If a company is only starting with translations in your language pair you can establish mutual success by building the tone of voice from the ground up. Being the first translator to translate apps, documents and websites for a certain brand enables you to define the tone and style that is to be used for years. If companies grow, they will attract a user base that do not know their brands other than in your tone of voice. If that is a successful combination, you will not only help the company to reap the fruits, but you will as well by having an return client that trusts you as their primary source of truth in your language pair.

Tips for exploiting your unique tone of voice

So, using your personal tone of voice can lead to business success. Awareness of your own voice and how you are using it is the first step in ensuring a great relationship with your client. Here are a few tips to help you further.
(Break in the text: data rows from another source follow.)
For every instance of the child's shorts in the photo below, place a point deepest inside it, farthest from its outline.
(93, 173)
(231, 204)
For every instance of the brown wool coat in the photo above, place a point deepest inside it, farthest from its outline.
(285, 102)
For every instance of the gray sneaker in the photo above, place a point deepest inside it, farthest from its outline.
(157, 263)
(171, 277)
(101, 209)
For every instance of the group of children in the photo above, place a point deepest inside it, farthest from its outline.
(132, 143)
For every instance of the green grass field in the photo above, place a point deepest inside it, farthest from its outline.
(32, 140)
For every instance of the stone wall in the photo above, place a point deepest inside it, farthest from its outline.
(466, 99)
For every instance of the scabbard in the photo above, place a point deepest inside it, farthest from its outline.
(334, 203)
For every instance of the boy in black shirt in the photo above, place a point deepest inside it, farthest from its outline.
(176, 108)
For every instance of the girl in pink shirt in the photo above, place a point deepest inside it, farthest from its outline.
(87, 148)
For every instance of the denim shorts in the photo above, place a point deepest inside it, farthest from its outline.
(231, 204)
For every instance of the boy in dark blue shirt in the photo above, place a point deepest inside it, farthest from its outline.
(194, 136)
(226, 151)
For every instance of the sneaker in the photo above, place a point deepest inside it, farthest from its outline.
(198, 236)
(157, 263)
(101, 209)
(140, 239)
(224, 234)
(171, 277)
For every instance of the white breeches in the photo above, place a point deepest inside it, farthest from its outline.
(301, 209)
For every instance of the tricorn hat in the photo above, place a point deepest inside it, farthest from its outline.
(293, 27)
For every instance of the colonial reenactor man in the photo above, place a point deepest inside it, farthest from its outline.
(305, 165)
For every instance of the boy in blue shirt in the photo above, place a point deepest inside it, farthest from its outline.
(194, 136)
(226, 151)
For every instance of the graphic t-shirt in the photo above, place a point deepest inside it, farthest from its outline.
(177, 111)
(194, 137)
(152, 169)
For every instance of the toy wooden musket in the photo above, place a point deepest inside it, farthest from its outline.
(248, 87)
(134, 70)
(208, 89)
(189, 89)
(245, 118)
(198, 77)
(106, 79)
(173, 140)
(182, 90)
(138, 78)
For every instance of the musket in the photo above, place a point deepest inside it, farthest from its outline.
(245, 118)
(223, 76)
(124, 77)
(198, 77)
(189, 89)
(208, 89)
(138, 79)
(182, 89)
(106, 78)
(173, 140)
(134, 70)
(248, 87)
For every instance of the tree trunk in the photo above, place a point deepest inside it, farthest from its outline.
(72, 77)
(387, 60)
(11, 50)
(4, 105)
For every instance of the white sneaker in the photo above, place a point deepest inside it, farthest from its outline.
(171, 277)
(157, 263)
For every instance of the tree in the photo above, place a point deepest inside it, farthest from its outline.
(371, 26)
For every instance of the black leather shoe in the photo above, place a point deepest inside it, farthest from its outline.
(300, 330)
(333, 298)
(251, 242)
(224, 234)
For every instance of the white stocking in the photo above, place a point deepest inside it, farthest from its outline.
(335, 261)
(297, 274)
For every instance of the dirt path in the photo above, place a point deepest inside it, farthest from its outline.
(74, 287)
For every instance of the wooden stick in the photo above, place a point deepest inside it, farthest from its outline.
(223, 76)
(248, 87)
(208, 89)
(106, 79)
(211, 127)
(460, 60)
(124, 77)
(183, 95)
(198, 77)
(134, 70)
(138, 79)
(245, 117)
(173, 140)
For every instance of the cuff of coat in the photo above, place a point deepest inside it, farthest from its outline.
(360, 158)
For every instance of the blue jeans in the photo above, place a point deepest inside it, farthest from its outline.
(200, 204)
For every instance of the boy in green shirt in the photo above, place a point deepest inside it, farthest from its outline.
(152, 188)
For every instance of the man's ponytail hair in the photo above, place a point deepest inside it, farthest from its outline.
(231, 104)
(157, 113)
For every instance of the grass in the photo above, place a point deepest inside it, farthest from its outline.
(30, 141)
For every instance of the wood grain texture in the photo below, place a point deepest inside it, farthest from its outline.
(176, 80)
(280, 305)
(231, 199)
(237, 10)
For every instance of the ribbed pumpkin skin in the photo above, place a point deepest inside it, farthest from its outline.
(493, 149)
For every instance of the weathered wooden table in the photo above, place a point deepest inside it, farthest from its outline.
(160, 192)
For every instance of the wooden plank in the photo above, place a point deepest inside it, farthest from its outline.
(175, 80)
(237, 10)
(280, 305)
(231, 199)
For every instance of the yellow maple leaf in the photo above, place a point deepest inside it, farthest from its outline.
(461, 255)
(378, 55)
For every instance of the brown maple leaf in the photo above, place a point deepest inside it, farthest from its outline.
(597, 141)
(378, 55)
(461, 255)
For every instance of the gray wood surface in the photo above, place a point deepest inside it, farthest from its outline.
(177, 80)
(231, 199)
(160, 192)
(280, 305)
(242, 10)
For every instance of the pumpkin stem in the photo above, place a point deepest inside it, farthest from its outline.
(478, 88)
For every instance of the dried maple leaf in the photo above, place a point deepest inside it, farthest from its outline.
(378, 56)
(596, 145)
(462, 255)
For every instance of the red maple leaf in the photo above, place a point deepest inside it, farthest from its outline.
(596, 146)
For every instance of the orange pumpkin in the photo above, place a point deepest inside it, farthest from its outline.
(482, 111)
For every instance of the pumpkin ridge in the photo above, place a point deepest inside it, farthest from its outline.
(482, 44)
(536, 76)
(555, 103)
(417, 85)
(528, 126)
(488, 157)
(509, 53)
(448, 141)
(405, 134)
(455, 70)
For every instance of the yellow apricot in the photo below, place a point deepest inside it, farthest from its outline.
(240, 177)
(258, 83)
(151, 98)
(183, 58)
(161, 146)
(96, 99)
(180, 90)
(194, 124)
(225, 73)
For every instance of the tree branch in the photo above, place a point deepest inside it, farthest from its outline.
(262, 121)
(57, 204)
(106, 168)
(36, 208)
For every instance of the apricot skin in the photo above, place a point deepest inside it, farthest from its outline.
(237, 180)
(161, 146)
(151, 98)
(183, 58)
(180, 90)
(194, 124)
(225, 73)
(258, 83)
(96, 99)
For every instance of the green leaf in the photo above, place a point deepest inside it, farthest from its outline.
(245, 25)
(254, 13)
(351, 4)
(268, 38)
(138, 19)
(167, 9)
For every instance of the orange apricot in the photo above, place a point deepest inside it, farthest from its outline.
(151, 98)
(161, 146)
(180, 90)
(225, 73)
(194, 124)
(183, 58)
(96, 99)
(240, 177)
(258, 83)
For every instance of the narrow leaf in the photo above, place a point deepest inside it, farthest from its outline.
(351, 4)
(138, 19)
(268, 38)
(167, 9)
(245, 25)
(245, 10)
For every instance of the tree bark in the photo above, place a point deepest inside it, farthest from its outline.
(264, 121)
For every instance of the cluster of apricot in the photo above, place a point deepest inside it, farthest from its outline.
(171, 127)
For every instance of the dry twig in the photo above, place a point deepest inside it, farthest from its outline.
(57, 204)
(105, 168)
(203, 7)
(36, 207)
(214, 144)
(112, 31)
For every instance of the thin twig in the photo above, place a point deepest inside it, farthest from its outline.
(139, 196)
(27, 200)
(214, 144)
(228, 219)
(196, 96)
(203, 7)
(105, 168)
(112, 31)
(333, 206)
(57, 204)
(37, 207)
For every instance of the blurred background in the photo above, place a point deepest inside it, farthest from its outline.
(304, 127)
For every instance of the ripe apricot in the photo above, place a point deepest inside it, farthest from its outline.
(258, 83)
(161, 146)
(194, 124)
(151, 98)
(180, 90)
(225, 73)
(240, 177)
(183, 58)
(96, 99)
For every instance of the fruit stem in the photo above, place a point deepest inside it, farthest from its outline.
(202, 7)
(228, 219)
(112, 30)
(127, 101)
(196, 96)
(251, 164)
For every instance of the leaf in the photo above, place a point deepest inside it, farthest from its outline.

Find a voice that reflects your personality

This is not the most difficult part of the story. However, you need to reflect on your personality. Are you using a vocabulary and style that shows who you are and what you do? Or do you use a language that is only slightly related to your deepest personality? If so, you might find yourself struggling with translation jobs for certain clients because you cannot seem to find the right tone of voice.
Apart from a unique, personal tone of voice you might consider some other styles. For some people this is easier than for others. For instance introverted characters cannot easily get used to the style of extroverted personalities. However, it can still be worth a try to master some other styles because that opens new perspectives. Nevertheless, stay away from voices that you cannot master easily.

Reflect on your goals

Business goals help steer you in the right direction. However, your goals should align with your possibilities. Reflect on goals you have, like working for a certain company or audience, and realize whether they do (or do not) fit your style. Then change your goals or set out to master the right tone of voice. If you choose the latter, be patient. As a baby you did not learn to speak within a few weeks, and you will not master a tone or voice within a month.

Be aware of audience and locales

Every company and brand has its own audience. Be aware of it, as well as of local languages and expressions. Within each tone of voice there are slight variations. You might, for instance, switch between a formal and informal tone of voice or between a calm and humorous style as they do not necessarily exclude each other. However, make sure that you address each audience the right way, so they identify with a brand. In the end you are serving a company as a translator, not as yourself.

Exploit your unique tone of voice

At first hearing, many people tend to express themselves in the same way. There are, however, nuances that can make a difference. You therefore have a genuinely unique tone of voice that can make the difference for your business and that of your client. It can help you to adopt the right jargon or even slang, so that you can make your client successful. In the end, companies looking for success have their own thoughts on what they need to reach that goal. Being yourself is the key to that, and using your voice the way you are used to is the best way to exploit your personality in translations.